La dame arrive, s’installe à la petite
table, barrière symbolique devant l’accès
à la salle.
Je me nomme, elle sort le joli ticket (j’ai
pas les moyens techniques de vous le montrer,
mais c’est une très jolie photo de
SE et Djian ), je sors mon portefeuille... Et
la porte s’ouvre : je lève la tête
et, juste derrière Philippe Djian qui passe
furtivement et se dirige vers le fond du hall,
suivi des musiciens, mon regard plonge dans des
yeux sombres, sérieux, presque sévères,
étonnés qu’il y ait là
déjà ces trois impatients qui attendent
et ont tout entendu… Regard presque réprobateur
: la préparation du concert, ce doit être
« top secret » ! C’est vrai,
quoi ! Est-ce que les invités vont soulever
le couvercle de la marmite pour connaître
le menu ???!!!
Donc « Bonjour », d’un ton bref
! Auquel nous répondons bien sûr,
et l’autre dame qui est là remercie
pour cet avant-goût du spectacle alors que
tous ont déjà quasi disparu !
Waouh
! Je ne rêve pas ! Non ! Non ! Non !
Les
minutes s’égrènent, lentement.
Elles doivent bien faire 90 secondes chacune,
c’est pas possible autrement !
Vers
19h20, et parce que nous sommes déjà
assez nombreux, on nous ouvre la salle.
Une toute petite salle voûtée, relativement
étroite, et qui se révèlera
d’une remarquable qualité acoustique.
Quelques rangs de chaises en parterre, des gradins
où, assis dans les derniers rangs, il serait
presque aisé de toucher le plafond.

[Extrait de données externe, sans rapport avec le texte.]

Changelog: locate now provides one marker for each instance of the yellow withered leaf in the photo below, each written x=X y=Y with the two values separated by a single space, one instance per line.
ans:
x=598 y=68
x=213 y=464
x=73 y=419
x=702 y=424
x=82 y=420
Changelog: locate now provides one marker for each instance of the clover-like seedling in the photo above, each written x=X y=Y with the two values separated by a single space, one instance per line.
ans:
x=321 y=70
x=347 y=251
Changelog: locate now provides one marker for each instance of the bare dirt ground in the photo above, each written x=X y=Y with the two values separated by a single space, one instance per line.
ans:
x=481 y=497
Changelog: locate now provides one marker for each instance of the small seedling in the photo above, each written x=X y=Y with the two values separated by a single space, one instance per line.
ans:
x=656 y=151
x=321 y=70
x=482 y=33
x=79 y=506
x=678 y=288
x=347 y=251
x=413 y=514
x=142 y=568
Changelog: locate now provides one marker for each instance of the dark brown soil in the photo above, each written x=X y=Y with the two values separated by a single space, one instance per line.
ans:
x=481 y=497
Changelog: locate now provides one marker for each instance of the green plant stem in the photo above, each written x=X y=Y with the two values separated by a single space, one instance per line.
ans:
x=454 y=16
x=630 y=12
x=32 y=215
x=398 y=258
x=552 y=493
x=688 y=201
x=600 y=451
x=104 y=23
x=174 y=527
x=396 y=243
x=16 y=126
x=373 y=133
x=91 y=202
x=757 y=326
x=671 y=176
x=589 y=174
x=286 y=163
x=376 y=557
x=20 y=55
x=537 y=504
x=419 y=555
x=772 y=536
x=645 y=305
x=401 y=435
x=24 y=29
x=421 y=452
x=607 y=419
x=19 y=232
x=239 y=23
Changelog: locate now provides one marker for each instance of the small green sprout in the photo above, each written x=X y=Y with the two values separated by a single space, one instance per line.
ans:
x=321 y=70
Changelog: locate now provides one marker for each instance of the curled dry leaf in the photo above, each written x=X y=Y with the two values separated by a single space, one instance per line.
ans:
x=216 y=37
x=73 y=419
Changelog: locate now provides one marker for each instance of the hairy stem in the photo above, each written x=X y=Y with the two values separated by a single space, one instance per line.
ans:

La
scène juste assez grande pour accueillir
les trois musiciens, le piano (Eh oui ! La rock
star peut exiger un piano ici aussi !!!), un haut
tabouret et une chaise type « de bureau
», les micros et l’électronique
en version minimale…
Place
207, pour 215 maximum au total. Mais j’ignore
les hasards de la numérotation car cela
me place non tout au fond, mais à la fin
du deuxième tiers, sur la gauche ! Vais
pas me plaindre, tout de même !!! Et je
dois dire que je suis bien placée ! Vue
plongeante, rien à redire, surtout pour
ce ticket que je n’osais plus espérer
! D’ailleurs, je ne suis pas encore tout
à fait certaine que cela est bien réel…
Je suis un tantinet tendue… Une telle chance,
après une telle déception (Denain)…
!!! Quelque chose va se passer qui va me réveiller
brutalement et je vais me retrouver, hébétée,
calée dans mon canapé à lire
« pépère » !
Meuh
non !!! La salle se remplit doucement… Les
portes se ferment. Et s’ouvrent à
nouveau pour permettre aux éternels retardataires
d’entrer : j’aperçois SE qui
passe… Waouh ! Ça y est !!!
Quelques applaudissements fusent… Une ou
deux minutes interminables… Les musiciens
font leur entrée sur scène. Un furieux
tape du pied !
Et la magie commence, tout en douceur «
Durant un long moment »… Et là,
je sais que ce sera du bonheur tout pur pendant
tout ce concert, tellement désiré,
tellement attendu, tant le phrasé, la profondeur
de la voix de Philippe se marient admirablement
aux accords de guitare et à la voix de
Stephan… Ces deux-là sont vraiment
complémentaires et complices : j’espère
qu’ils nous referont une ‘tite tournée
de ce tonneau : ce doit être un Château
d'Yquem, rien de moins !!!( J’en ai jamais
bu mais j’imagine… )
Tonnerre d’applaudissements dès ce
premier morceau !
Alors,
ne me demandez pas la setlist : je n’en
sais rien !
Et n’attendez pas de photos non plus: d’abord,
j’avais oublié mon appareil et puis,
de toute façon, je n’aurais pas pris
de clichés : je ne veux absolument pas
perdre une miette du concert ! Je reste yeux rivés
sur la scène et oreilles tendues : le ciel
me tomberait sur la tête que je ne m’en
rendrais même pas compte !!!
Je sais simplement, que durant ce trop, trop court
concert, il m’a été donné
d’entendre, de ce duo merveilleux, quasi
l’intégralité de mon «
top 10 » !
Alors, comme ça me vient, et dans un joyeux
désordre : « Durant un long moment
», je viens d’en parler, mais aussi
« Mille vies », dans une version plus
« violente » qui m’a littéralement
bouleversée.
« Rivière »… Aaaah !
« Rivière » ! Stephan
se lève, se dirige vers le piano, après
avoir expliqué comment il peut désormais
en obtenir un sur scène et, s’adressant
au public qui se trouve face à l’instrument,
il demande à cette partie-là de
la salle de ne pas faire de photos pendant qu’il
joue « pour qu’on ne voie pas mes
grosses fesses (sic) ! Rires et applaudissements
!!! Cela dit, j’ai littéralement
adoré cette version au piano et pourtant,
« Rivière », c’est «
the » titre auquel il ne faut pas bouger,
l’interprétation qui me touche le
plus étant celle du « Taxi Tour Europa
» (qui passe en boucle dans la voiture pour
le moment…)
« Voyage », dans une interprétation
différente mais tout aussi sublime que
celle de l’enregistrement de La Rochelle.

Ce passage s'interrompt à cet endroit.